The vending company identifies better-for-you selections with a green clip on the spiral and merchandises them together on the right side of the machine. Static clings and signage on the machine detail the products' nutritional criteria.
Hart said he and Plaisted built the business by continually striving to meet the unique tastes and demands of each account they served. And as big as the company has grown, and as diverse as customer demands have become, its team of 100 employees has helped maintain that personal, customer-centric touch. They're guided in doing this by a passionate top management team, each member of which has at least 20 years with the company.
Looking ahead, NAMA's Operator of the Year sees an industry on a renewed upswing, boosted by new technologies and innovations, as well as hopeful signs of an economic upturn.

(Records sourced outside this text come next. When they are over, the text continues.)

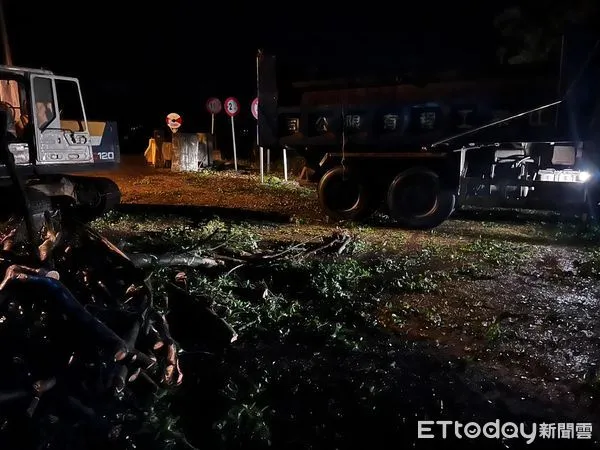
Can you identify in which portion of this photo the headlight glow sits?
[577,172,592,183]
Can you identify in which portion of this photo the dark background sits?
[4,0,596,152]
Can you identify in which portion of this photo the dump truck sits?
[258,38,600,229]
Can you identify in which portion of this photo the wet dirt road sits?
[85,157,600,448]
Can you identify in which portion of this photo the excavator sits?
[0,3,121,229]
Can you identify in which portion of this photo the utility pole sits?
[0,0,13,66]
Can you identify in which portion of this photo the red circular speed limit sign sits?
[250,97,258,120]
[206,97,223,114]
[225,97,240,117]
[167,113,182,133]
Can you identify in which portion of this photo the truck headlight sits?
[577,172,592,183]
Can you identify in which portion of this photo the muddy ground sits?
[84,156,600,448]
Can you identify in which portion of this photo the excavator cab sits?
[0,66,94,166]
[0,66,121,220]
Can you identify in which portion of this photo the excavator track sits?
[66,176,121,220]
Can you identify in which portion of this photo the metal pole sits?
[258,147,265,183]
[267,148,271,173]
[256,49,264,183]
[554,34,565,126]
[231,116,237,172]
[0,0,13,66]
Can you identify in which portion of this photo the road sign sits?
[206,97,223,114]
[251,97,258,120]
[167,113,182,133]
[225,97,240,118]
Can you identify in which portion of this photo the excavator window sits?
[0,74,29,139]
[55,79,85,131]
[33,77,56,131]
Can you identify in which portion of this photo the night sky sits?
[5,0,528,146]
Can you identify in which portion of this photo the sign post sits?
[167,113,182,134]
[250,97,265,183]
[206,97,223,136]
[225,97,240,172]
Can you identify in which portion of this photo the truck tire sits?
[317,166,374,220]
[387,168,456,230]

"I see a lot of great things that people are talking about," he said. "Economically, using some of the more recent innovations remains a big challenge, since margins are so thin. But I think vending has new tools to position it for growth, and there are exciting times ahead."
Photo | SELF-CHECKOUT DEPLOYMENT: Scott Plaisted walks client facilities manager Howard Newmark through newly installed Avenue C micromarket (l.). At right is the vending bank that the self-checkout market replaced. Plaisted, son of the company's late cofounder, is spearheading Southern Refreshment's micromarket segment. Surrounding photos illustrate the micromarket concept.